In his first major leading role on stage, Luke Thompson gets to showcase the range that has underpinned his training in high-quality Shakespeare productions from Julius Caesar to Hamlet and King Lear. The comedy of Love’s Labour’s Lost and visual approach that Burns has used create opportunities for sparky word play and physical humour that Thompson manages with ease, capturing the comfortable machismo of his character, the arrogant charm that makes Berowne appealing but also overly certain of himself and his appeal to any woman he sets his sights on. Thompson’s gift as an actor has always been an ability to turn the tone of his performance in a moment and here Berowne’s applications to Rosaline are played as heartfelt and true, the brusk but witty barbs they trade leading into a sincerity of meaning beneath the florid language. And although Berowne’s protestations are not entirely believed, Thompson’s performance shows his progression across the story, a sense of his being struck and then chastened by the emotion that, of all the men in the play, has the greatest chance of lasting a year.
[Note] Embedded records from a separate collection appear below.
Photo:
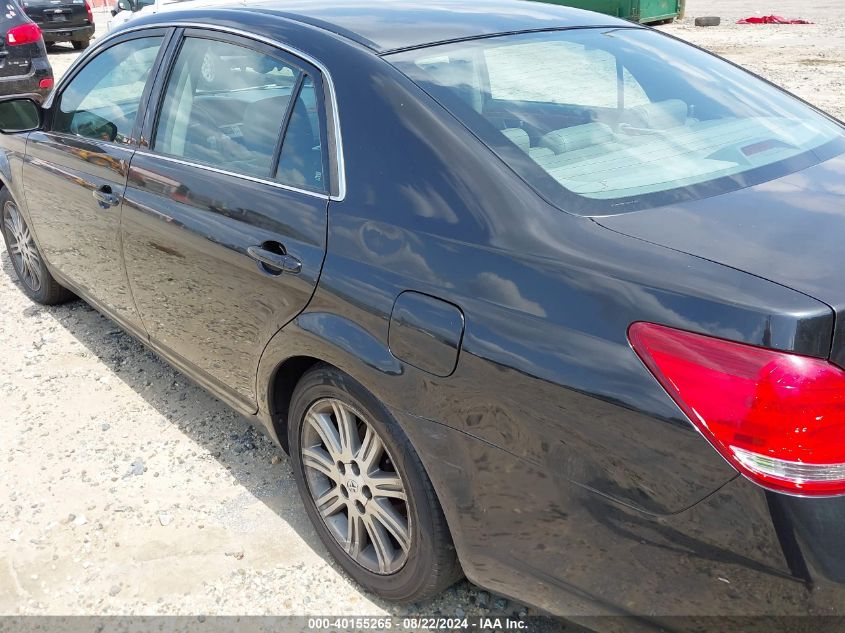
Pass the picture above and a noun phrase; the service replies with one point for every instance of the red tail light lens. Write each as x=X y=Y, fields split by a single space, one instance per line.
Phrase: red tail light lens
x=778 y=418
x=23 y=34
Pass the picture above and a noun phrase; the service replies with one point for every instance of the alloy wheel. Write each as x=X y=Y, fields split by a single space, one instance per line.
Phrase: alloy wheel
x=22 y=249
x=355 y=486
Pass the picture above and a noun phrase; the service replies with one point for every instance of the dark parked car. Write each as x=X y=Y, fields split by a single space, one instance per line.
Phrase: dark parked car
x=528 y=293
x=63 y=20
x=24 y=67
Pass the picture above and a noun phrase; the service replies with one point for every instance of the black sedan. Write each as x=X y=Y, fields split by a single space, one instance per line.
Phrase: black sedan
x=529 y=294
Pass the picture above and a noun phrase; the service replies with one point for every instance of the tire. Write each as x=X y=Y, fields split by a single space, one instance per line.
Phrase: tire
x=36 y=281
x=428 y=564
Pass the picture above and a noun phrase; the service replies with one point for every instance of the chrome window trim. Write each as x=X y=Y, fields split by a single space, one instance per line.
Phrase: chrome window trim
x=224 y=172
x=327 y=79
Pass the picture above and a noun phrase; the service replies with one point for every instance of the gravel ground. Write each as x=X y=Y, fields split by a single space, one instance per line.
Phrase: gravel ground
x=124 y=489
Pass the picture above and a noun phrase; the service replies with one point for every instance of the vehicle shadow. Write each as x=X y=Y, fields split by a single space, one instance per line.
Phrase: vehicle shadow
x=244 y=452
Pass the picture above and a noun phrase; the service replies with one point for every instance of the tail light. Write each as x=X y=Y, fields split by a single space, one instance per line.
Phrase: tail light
x=23 y=34
x=778 y=418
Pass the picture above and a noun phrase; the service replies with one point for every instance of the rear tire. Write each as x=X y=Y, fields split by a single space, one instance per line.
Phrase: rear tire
x=374 y=500
x=36 y=281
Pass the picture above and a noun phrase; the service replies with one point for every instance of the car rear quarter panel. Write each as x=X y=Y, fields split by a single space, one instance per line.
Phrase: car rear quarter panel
x=545 y=371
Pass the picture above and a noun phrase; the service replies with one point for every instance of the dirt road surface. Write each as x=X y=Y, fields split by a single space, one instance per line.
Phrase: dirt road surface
x=125 y=489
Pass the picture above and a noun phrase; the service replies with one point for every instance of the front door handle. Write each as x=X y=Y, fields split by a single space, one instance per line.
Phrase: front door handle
x=274 y=259
x=105 y=198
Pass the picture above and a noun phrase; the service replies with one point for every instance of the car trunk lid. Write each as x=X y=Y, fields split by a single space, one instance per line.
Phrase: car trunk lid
x=790 y=230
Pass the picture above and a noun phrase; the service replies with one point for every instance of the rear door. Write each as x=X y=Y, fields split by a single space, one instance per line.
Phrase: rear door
x=75 y=168
x=224 y=227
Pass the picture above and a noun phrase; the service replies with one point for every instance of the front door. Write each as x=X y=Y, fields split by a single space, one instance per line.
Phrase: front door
x=224 y=224
x=75 y=170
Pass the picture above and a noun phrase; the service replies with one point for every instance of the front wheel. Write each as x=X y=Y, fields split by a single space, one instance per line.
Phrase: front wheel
x=365 y=490
x=29 y=266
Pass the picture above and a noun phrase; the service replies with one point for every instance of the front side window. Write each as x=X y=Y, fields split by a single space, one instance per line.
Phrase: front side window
x=224 y=106
x=609 y=120
x=101 y=102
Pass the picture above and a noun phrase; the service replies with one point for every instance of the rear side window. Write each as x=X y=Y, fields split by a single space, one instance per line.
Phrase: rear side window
x=101 y=102
x=301 y=161
x=609 y=120
x=225 y=105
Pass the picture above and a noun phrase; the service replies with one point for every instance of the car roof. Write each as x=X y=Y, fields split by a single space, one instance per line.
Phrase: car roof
x=388 y=25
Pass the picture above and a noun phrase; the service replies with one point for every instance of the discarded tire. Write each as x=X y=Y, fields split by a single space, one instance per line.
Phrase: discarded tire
x=708 y=21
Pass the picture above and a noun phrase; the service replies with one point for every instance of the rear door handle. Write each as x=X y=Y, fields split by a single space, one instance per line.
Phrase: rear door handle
x=274 y=259
x=105 y=198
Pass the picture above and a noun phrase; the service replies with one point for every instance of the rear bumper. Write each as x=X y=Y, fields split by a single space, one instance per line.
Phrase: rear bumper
x=67 y=34
x=28 y=85
x=571 y=552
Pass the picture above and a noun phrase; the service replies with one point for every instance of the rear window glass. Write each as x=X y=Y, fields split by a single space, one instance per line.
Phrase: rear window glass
x=608 y=120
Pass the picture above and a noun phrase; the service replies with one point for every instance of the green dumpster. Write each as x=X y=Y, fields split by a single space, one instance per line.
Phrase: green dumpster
x=643 y=11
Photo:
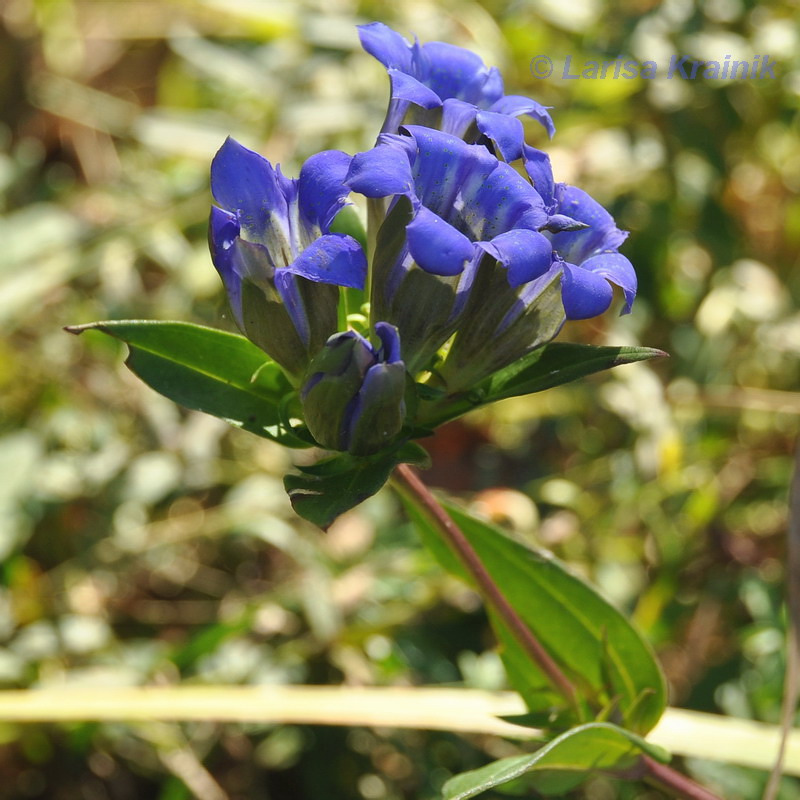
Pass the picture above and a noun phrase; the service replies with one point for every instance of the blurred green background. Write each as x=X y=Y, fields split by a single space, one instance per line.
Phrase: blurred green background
x=142 y=544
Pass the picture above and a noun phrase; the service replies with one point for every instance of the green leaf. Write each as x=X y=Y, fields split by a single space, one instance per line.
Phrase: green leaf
x=208 y=370
x=334 y=485
x=562 y=764
x=552 y=365
x=612 y=667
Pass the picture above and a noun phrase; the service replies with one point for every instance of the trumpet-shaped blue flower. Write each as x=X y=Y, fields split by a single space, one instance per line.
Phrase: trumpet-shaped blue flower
x=448 y=87
x=457 y=204
x=271 y=244
x=470 y=247
x=353 y=397
x=589 y=254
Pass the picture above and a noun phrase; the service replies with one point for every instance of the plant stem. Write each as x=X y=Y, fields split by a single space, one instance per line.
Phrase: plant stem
x=487 y=587
x=655 y=773
x=669 y=780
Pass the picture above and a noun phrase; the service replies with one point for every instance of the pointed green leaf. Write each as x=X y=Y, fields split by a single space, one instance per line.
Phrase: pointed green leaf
x=611 y=666
x=334 y=485
x=562 y=764
x=553 y=365
x=208 y=370
x=560 y=363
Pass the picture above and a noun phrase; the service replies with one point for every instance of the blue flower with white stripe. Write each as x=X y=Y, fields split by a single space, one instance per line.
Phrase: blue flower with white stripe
x=450 y=88
x=271 y=243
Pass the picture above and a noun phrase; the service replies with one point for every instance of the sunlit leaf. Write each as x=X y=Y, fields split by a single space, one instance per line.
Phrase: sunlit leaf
x=612 y=667
x=562 y=764
x=208 y=370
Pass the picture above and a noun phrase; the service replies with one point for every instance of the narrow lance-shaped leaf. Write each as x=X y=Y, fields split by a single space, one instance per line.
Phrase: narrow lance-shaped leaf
x=612 y=667
x=219 y=373
x=553 y=365
x=561 y=765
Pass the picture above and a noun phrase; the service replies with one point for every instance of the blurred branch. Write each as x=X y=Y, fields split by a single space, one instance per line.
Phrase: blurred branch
x=791 y=689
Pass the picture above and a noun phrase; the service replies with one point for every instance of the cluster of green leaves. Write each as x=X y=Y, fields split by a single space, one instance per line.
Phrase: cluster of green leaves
x=618 y=679
x=227 y=376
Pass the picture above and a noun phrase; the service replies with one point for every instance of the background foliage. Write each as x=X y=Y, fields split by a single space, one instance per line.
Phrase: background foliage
x=144 y=544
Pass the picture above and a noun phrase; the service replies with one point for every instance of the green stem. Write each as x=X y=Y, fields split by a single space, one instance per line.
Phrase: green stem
x=656 y=773
x=454 y=536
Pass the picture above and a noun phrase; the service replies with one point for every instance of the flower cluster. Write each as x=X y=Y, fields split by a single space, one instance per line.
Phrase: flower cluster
x=476 y=255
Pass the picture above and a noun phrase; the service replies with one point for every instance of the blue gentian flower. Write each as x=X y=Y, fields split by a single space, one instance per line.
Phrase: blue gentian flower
x=456 y=204
x=271 y=244
x=589 y=255
x=353 y=396
x=450 y=88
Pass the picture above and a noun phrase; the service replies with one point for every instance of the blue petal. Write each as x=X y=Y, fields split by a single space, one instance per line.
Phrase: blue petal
x=584 y=294
x=514 y=105
x=456 y=72
x=616 y=268
x=223 y=231
x=506 y=200
x=321 y=188
x=334 y=258
x=447 y=168
x=526 y=254
x=601 y=235
x=406 y=87
x=457 y=116
x=286 y=284
x=537 y=165
x=390 y=339
x=557 y=223
x=381 y=172
x=245 y=183
x=436 y=246
x=388 y=46
x=506 y=132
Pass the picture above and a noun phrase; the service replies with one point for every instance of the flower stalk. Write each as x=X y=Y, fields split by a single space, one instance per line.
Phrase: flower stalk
x=411 y=486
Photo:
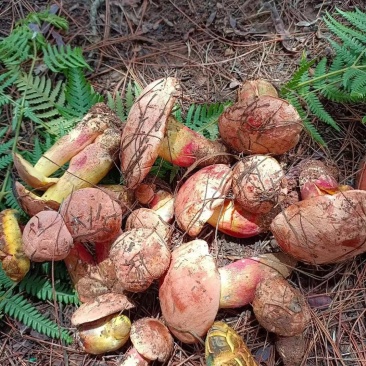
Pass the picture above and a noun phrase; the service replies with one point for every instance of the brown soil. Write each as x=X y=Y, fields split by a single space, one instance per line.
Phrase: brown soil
x=212 y=47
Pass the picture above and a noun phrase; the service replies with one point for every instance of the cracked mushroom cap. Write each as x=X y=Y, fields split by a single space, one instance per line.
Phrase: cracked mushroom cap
x=101 y=326
x=200 y=195
x=92 y=215
x=46 y=237
x=139 y=256
x=152 y=339
x=145 y=128
x=259 y=183
x=189 y=292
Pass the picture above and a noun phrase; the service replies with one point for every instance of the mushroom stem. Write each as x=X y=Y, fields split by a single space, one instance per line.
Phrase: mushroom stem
x=94 y=123
x=133 y=358
x=183 y=147
x=88 y=167
x=233 y=220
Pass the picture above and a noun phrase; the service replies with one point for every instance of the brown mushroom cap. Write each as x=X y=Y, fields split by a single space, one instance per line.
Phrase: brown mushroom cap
x=280 y=308
x=147 y=218
x=92 y=215
x=198 y=197
x=189 y=292
x=267 y=125
x=46 y=237
x=145 y=129
x=139 y=256
x=323 y=229
x=102 y=306
x=152 y=339
x=259 y=183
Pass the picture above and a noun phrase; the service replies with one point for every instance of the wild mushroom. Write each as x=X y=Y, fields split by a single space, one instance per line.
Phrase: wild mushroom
x=101 y=325
x=266 y=125
x=46 y=237
x=323 y=229
x=139 y=257
x=198 y=197
x=258 y=183
x=94 y=123
x=224 y=346
x=30 y=202
x=280 y=308
x=88 y=167
x=240 y=278
x=253 y=89
x=14 y=261
x=147 y=218
x=92 y=215
x=183 y=147
x=189 y=292
x=151 y=341
x=233 y=220
x=145 y=128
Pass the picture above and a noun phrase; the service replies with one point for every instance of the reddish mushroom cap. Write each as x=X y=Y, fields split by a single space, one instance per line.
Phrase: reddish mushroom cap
x=139 y=256
x=152 y=339
x=267 y=125
x=145 y=129
x=259 y=183
x=200 y=195
x=92 y=215
x=189 y=293
x=103 y=305
x=46 y=237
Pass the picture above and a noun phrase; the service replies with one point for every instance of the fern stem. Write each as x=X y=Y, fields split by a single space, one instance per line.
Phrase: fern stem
x=18 y=124
x=330 y=74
Ioanna Kimbrook is a very collected Rosaline, highly cynical about the relationships being formed and unwilling to betray too much of her own feeling. There are some enjoyable scenes of embarrassment on the golf course as a love letter is read out in front of her giggling companions and the comic timing of the exchange of tokens when the men profess love to the wrong person is a subplot that Rosaline orchestrates well and with clarity for the audience. A similar note of sincerity creeps into Kimbrook’s performance as Berowne’s persistence starts to make an impact, told through stolen glances, even though Rosaline is determined to remain aloof from him, and the chemistry with Thompson hints at a future Beatrice and Benedick.

Love’s Labour’s Lost is an ensemble comedy and there is great support all round from the Princess (Melanie-Joyce Bermude) and her retinue, Sarita Garbony and Amy Griffiths, taking agency from their character roles to create a collection of distinct and often very funny performances. Berowne’s pals Ferdinand (Abiola Owokonirna), Dumaine (Brandon Bassir) and Longaville (Eric Stroud) are a good match for their female counterparts and each get their chance to shine in the comedy – the Barbershop quartet of knights will certainly live long in theatre memory. Managing the diplomacy, Jordan Metcalfe’s Boyet slowly adjusts to the steamy atmosphere, ultimately representing the Princess but wanting to be one of the boys, while there is much to enjoy in Marienella Phillips role as Jacquenetta and Jack Bardoe’s excessively silly Don Armado.

Although a respect for and understanding of Shakespeare’s texts goes without saying, it is a bold start to the new management of the RSC, heralding a playfulness and willingness to innovate that will lure audiences back to Stratford once more and it is notable that the very first words spoken in this new era are not performed in English. Emily Burns’s Love’s Labour’s Lost has set a standard for the rest of this season with a zesty young cast delivering a hugely entertaining but thoughtful comedy. With more early career talent heading to Stratford including Alfred Enoch in Pericles and a much anticipated Hamlet from Luke Thallon, you may find yourself on the train to the RSC a few times in 2024.